Following Tesla’s lead, EV startup Rivian, which turned heads at the LA Auto Show with its prototype electric pickup and SUV, doesn’t plan to use traditional dealerships to sell its vehicles in most areas.
Buyers will order Rivians directly from the company – it’s already accepting pre-orders, secured by refundable $1,000 deposits. Unlike Tesla, however, Rivian does plan to use dealerships for service and support. Rivian founder and CEO R.J. Scaringe says these service centers could be located at other brands’ dealerships or at independent repair shops. He adds that Rivian has already seen a lot of interest from dealers.

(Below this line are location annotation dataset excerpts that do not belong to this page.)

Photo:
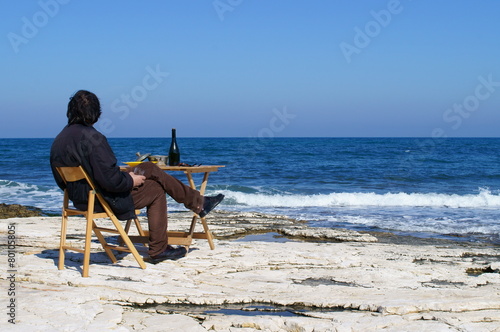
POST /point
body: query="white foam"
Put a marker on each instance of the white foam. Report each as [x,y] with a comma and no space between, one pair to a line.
[484,199]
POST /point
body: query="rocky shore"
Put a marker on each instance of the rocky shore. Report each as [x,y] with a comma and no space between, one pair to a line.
[267,273]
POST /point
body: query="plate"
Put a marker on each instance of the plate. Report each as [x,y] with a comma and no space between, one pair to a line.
[135,163]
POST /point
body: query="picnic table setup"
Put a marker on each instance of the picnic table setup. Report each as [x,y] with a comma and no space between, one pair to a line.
[177,237]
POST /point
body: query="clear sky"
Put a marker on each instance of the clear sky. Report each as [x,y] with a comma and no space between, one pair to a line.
[248,68]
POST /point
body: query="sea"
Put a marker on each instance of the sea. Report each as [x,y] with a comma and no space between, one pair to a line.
[446,188]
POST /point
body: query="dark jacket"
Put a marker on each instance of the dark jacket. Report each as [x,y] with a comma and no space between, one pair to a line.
[81,145]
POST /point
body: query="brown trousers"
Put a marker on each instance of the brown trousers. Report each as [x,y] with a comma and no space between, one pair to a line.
[152,196]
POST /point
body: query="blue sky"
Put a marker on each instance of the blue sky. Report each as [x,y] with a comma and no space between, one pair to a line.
[244,68]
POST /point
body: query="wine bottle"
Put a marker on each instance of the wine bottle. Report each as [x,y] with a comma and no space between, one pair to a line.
[174,155]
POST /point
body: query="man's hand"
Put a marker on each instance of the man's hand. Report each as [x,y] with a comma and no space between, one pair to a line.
[138,179]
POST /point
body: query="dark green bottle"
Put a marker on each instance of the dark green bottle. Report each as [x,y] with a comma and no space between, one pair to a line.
[174,155]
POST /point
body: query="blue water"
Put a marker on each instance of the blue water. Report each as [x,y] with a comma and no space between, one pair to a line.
[446,188]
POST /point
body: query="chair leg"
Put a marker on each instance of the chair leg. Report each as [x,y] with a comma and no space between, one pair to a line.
[88,239]
[103,242]
[63,241]
[127,241]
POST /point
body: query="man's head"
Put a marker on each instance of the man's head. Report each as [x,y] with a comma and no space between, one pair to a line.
[83,108]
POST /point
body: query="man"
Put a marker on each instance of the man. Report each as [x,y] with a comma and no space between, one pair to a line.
[145,185]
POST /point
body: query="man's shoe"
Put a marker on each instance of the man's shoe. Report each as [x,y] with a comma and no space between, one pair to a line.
[169,253]
[210,203]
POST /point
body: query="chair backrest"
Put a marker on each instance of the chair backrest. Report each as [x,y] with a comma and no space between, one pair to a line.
[72,174]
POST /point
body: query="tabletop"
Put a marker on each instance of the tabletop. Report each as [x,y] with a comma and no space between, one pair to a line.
[188,169]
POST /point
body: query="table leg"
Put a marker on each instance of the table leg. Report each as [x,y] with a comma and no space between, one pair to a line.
[208,233]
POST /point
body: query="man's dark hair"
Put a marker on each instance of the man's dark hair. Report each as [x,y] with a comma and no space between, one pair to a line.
[83,108]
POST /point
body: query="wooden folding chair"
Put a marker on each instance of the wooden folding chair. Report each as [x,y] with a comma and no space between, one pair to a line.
[71,174]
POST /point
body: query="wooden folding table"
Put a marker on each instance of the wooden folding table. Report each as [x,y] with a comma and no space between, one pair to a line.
[186,238]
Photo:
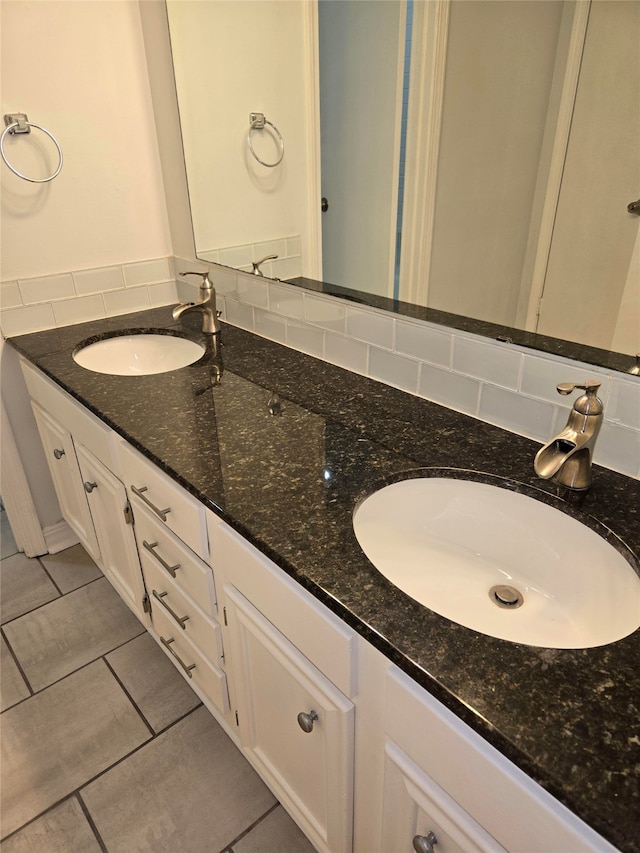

The company also plans to set up its own “brand experience centers” where customers can test drive and order cars. Unlike Tesla’s facilities (don’t call them “stores”), Rivian’s establishments won’t be in malls, but neither will they follow the traditional dealership form factor of a showroom surrounded by acres of parking lots.
In states where direct sales by automakers are still illegal, such as Michigan and Texas, Rivian may partner with existing dealerships, Scaringe said.
Scaringe pointed out that the internet has empowered consumers with more information about vehicles, has practically put an end to the traditional haggling sales model, and has cut into dealerships’ margins on sales.
“Existing dealers are all recognizing that there are changes happening to their business,” Scaringe told Motor Authority. “There are aspects of what the dealers do that don’t get talked about enough,” namely service and support.